Biometric technologies work best for larger financial institutions (like banks) and digital wallet providers that can accommodate transactions from a wide range of businesses. That’s when the convenience really becomes evident.
For the average merchant, you can still benefit from biometric authentication even if your merchant provider doesn’t have built-in biometrics. The key is to ensure that your merchant provider supports more than just traditional credit and debit card transactions. By working with a reputable merchant provider that accommodates alternative payment methods including digital wallets, you can ensure that convenience-motivated consumers are satisfied with your checkout process. You’ll benefit from biometric authentication by accommodating payment systems that already use it.
For example, if a customer can use biometrics to access a payment method on their mobile device and then complete the transaction at your point-of-sale terminal or on your website, you’re benefiting from biometrics. Just make sure that your merchant provider offers a range of payment methods coupled with their own fraud protection methods. These are areas where Unicorn Group excels.

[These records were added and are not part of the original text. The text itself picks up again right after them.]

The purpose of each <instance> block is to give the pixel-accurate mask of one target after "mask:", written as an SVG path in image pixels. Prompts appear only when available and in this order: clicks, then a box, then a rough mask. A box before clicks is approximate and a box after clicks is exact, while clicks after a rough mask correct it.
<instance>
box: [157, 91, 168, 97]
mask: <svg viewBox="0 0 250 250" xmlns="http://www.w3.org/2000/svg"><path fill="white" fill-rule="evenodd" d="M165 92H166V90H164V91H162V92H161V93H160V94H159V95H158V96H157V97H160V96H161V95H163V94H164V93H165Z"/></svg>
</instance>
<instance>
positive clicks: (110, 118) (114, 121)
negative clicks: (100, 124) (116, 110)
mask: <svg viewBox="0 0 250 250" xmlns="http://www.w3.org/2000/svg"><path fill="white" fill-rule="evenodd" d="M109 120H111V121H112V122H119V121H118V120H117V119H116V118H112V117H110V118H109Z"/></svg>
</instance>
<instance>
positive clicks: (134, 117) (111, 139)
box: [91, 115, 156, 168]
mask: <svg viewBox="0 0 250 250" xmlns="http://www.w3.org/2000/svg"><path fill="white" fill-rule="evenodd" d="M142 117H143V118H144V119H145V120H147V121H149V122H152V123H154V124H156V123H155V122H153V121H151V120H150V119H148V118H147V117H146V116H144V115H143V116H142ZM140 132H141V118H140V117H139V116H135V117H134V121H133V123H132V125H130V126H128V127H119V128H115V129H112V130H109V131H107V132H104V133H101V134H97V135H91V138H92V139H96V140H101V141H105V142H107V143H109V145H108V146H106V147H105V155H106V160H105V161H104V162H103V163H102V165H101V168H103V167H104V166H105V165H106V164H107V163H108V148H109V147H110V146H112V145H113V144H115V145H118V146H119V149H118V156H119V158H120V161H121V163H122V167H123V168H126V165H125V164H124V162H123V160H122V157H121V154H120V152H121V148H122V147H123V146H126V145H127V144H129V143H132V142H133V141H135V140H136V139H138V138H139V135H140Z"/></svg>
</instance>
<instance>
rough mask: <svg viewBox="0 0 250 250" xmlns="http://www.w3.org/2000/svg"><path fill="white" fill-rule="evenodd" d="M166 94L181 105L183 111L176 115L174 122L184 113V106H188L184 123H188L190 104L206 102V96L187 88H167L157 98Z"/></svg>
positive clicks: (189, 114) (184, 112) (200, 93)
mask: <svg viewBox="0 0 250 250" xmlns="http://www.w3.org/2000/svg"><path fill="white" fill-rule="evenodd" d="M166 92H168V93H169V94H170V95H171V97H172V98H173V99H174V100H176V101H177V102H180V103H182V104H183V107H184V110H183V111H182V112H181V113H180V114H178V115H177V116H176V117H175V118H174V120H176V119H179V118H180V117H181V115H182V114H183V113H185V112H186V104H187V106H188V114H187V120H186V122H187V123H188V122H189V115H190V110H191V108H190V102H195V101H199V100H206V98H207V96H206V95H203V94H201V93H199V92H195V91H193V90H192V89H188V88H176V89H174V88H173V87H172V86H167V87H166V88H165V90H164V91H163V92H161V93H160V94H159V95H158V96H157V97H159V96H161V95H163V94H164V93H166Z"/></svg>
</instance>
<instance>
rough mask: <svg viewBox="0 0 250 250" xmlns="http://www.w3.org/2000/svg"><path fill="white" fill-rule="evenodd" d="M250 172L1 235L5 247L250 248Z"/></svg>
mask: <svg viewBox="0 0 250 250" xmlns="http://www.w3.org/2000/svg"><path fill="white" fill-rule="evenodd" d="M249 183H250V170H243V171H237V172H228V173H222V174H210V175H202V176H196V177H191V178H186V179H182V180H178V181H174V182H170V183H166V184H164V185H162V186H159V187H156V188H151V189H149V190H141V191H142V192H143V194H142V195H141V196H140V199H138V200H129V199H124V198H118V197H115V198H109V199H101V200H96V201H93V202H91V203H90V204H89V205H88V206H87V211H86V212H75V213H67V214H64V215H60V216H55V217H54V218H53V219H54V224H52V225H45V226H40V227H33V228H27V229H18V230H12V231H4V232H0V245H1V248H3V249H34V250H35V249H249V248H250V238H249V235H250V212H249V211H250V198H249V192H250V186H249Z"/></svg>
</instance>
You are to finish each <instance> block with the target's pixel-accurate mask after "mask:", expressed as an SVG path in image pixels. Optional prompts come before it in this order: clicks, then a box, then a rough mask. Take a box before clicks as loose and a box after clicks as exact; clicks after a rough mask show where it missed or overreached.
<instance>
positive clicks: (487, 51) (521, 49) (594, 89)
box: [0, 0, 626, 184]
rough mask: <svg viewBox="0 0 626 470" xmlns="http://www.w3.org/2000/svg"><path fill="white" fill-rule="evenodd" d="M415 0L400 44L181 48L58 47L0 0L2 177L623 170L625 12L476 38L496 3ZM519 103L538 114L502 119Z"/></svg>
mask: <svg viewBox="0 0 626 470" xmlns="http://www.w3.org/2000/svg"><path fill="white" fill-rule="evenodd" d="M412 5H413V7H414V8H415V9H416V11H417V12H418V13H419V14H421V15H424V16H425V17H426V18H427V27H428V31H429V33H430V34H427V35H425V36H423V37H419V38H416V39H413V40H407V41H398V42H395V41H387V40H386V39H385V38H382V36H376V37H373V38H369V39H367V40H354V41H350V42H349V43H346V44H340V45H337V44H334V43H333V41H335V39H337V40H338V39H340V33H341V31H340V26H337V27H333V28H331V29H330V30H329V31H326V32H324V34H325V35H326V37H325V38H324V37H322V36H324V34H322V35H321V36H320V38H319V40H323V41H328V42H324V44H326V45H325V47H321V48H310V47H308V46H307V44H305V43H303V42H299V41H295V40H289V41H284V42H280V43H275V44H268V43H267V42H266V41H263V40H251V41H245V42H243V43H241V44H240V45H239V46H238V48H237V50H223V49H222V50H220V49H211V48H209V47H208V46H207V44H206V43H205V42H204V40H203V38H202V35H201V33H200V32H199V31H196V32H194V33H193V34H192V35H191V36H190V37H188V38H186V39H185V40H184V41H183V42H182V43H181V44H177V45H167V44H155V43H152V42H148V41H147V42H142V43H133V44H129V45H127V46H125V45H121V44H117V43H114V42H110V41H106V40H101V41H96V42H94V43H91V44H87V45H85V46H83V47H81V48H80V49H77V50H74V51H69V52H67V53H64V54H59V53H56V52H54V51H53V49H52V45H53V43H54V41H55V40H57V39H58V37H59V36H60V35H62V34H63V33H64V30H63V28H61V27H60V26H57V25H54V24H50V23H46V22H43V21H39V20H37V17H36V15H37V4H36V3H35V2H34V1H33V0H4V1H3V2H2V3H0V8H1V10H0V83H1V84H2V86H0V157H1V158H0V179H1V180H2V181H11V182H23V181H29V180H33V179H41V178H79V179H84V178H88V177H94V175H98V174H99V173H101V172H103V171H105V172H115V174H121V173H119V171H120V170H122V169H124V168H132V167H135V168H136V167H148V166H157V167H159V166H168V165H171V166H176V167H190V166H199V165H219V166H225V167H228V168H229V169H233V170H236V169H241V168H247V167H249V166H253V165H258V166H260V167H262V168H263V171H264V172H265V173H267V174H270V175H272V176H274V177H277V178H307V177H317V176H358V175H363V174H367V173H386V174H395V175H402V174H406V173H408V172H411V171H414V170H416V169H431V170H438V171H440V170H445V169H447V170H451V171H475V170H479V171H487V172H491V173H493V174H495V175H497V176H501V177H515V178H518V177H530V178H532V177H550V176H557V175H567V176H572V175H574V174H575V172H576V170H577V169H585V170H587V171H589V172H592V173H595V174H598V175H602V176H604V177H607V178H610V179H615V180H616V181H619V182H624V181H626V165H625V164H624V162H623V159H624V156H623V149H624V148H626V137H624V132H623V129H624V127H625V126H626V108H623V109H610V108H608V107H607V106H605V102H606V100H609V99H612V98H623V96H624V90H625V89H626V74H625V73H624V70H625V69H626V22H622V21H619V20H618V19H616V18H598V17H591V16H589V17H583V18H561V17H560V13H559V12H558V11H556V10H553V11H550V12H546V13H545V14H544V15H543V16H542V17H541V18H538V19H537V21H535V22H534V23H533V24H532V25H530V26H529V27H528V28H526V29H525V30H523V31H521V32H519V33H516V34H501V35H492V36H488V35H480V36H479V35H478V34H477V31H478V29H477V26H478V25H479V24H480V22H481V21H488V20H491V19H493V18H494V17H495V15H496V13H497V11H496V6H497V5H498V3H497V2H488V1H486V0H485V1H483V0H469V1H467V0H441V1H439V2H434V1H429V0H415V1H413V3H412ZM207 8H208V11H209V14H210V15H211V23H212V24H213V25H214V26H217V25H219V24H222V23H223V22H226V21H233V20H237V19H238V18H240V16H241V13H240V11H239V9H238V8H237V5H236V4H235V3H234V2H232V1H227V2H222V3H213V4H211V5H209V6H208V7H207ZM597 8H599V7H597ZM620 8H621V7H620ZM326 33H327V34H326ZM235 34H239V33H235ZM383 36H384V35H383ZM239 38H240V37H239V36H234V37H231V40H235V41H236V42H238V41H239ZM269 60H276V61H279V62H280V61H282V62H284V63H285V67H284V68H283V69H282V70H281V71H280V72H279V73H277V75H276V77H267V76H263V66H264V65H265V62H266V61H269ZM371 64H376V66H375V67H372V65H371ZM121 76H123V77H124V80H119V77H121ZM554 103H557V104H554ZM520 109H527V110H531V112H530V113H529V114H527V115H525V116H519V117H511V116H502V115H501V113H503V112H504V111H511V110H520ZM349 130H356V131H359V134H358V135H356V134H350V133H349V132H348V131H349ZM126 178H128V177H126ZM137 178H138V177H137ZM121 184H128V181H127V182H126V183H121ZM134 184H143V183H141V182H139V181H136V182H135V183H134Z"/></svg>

The Future of Biometric Systems
We can expect to see biometric verification methods used even more frequently in the future as more companies gain affordable access to them and new technologies make them more secure. In the meantime, it’s foolish to ignore their influence and popularity.
If the security process is your prime concern, the most important thing you can still do is ensure that your merchant provider is PCI-DSS compliant and committed to combating fraud in real time (while also doing your part to safeguard your customers’ financial data).
If you want to appeal to customers who prefer biometric authentication for the convenience, make sure you know which payment methods those customers are using and make sure to accommodate those payment methods. It just might have a huge influence on your bottom line.